The steamer followed the tortuous channel among the sand-banks, and finally came to the entrance of the Hoogly, one of the mouths of the Ganges. The Ganges, like the other great rivers of the globe, has brought down vast quantities of earth and deposited it at its mouth, and the amount is so great as to divide the river into several channels. Doctor Bronson explained to the boys this peculiarity of great rivers, and told them that the earth which thus accumulates is called a delta.
"I understand," said Fred; "I read about that at school. Every great river has its delta, and some of them are very large. The delta of the Mississippi is more than 300 miles long, and is extending every year. In every ten gallons of water brought down by the river there is one gallon of solid matter, which is deposited in the Gulf of Mexico and must fill it up in time."
"Yes," echoed Frank; "and I've read about it, too. If you look on the map of any country where there is a large river, you will see that, it is pushed way out into the sea, and is generally divided into several mouths. This is the case with the Mississippi, the Nile, the Ganges, the Indus, the Mekong, and lots of others. The Amazon has a broad delta, as its mouth is 180 miles wide, and contains an immense island that was formed by the earth brought down from the interior ages and ages ago. What is that?"
He pointed directly ahead of the steamer to a spot on the bank where a flag appeared to be waving from a mast.
DIAMOND HARBOR.
"I presume it is Diamond Harbor," the Doctor responded, "as it is about time for us to reach it."
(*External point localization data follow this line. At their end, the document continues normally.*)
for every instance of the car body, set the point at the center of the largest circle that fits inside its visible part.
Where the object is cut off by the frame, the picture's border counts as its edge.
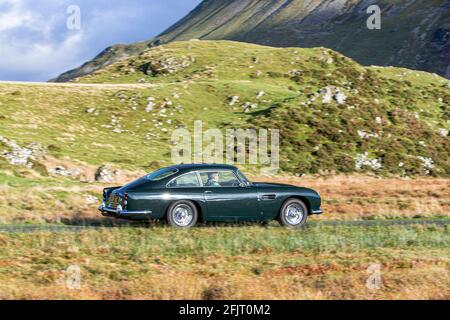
(231, 198)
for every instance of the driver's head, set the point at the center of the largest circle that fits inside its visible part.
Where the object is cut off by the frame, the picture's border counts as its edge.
(214, 176)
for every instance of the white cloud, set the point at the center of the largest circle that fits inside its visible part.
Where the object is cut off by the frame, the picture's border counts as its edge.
(35, 44)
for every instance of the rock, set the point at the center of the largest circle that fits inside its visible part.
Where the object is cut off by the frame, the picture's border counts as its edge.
(105, 174)
(62, 171)
(427, 163)
(22, 156)
(295, 72)
(331, 93)
(167, 103)
(327, 95)
(340, 98)
(150, 106)
(90, 200)
(166, 66)
(248, 106)
(233, 100)
(363, 160)
(443, 132)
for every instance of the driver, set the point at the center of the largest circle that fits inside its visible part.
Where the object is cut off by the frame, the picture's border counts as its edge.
(213, 180)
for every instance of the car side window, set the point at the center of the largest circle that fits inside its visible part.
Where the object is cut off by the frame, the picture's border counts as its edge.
(219, 179)
(189, 180)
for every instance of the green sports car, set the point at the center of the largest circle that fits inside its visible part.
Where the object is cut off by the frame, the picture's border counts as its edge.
(187, 194)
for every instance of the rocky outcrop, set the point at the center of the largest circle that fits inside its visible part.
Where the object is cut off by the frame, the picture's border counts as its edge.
(106, 174)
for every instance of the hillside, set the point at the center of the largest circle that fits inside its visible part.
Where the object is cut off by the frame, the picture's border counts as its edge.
(415, 33)
(334, 115)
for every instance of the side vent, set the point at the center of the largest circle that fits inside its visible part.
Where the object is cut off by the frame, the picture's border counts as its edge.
(268, 197)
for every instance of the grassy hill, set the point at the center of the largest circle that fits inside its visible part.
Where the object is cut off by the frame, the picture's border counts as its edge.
(414, 33)
(390, 121)
(384, 122)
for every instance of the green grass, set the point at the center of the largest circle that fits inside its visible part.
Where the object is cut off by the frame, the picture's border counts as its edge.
(315, 137)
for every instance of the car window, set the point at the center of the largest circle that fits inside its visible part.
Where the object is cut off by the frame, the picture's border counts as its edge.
(219, 179)
(161, 174)
(189, 180)
(243, 177)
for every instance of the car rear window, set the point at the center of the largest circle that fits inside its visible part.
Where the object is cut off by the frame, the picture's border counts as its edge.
(161, 174)
(189, 180)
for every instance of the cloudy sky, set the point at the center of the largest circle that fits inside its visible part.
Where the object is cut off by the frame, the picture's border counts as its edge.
(36, 44)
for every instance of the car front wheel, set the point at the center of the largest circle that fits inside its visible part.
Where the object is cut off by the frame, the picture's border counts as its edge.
(293, 214)
(182, 214)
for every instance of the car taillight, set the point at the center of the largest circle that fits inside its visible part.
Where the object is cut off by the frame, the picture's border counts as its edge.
(125, 199)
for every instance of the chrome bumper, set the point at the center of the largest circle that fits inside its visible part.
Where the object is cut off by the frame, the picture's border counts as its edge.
(119, 212)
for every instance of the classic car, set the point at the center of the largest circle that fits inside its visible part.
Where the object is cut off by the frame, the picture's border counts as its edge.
(187, 194)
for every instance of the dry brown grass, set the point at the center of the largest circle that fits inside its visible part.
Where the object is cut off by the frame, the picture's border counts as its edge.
(356, 197)
(344, 198)
(425, 280)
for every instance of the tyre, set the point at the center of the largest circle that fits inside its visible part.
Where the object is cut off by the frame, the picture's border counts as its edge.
(293, 214)
(182, 214)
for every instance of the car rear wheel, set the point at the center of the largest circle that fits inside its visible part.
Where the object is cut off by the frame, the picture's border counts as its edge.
(293, 214)
(182, 214)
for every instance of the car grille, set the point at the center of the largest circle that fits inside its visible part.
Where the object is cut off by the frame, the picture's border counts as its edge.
(113, 201)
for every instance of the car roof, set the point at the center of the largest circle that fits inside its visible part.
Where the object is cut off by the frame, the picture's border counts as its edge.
(202, 166)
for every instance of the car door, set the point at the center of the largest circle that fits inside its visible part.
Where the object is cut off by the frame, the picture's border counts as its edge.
(228, 200)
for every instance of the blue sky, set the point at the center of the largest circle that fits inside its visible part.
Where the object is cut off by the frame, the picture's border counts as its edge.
(36, 45)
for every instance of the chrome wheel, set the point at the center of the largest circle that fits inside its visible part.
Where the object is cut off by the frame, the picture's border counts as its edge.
(182, 215)
(294, 214)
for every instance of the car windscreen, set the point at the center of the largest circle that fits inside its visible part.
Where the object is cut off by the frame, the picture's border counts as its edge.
(161, 174)
(243, 177)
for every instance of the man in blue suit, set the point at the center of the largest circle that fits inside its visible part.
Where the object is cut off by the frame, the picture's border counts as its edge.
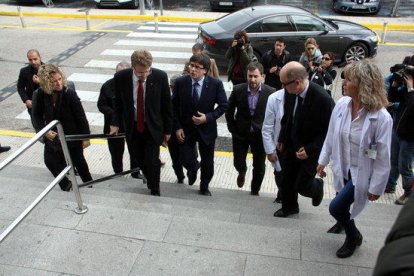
(198, 101)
The speck grew larger and larger, and finally resolved itself into a building like a fortress on a diminutive scale. A few palm-trees waved around it, and, with their glasses, our friends could see that there was an earthwork surrounding the building to protect it from possible assault. From a mast that resembled the cross-trees of a ship two or three flags were waving, and it did not take the boys long to realize that they were nearing a telegraph-station.
"You are quite right," said the Doctor, "that is Diamond Harbor, the station whence ships are announced, and before we have passed it the name of our steamer will be flashed to Calcutta. See, they are sending up our flag now."
The boys turned and saw that the steamer's flag had been sent to the top of the mast, and was waving in the gentle breeze. They felt that they were once more at the end of a sea-voyage, and Fred remarked that the next thing to arriving at Calcutta was to know that the coming of the ship had been announced there.
SCENE ON THE HOOGLY.
They passed the station without stopping, and steamed onward up the Hoogly. Everywhere the banks were the same, and the scenery soon grew monotonous. Forests and groups of palm-trees, and wide spaces devoted to the cultivation of rice or other tropical product, succeeded one another as bend after bend of the river was followed; cattle grazing on the banks were seen at frequent intervals, and occasionally the low walls of a village presented themselves. At last a white object was seen in the distance, and the captain announced that they were practically in sight of Calcutta.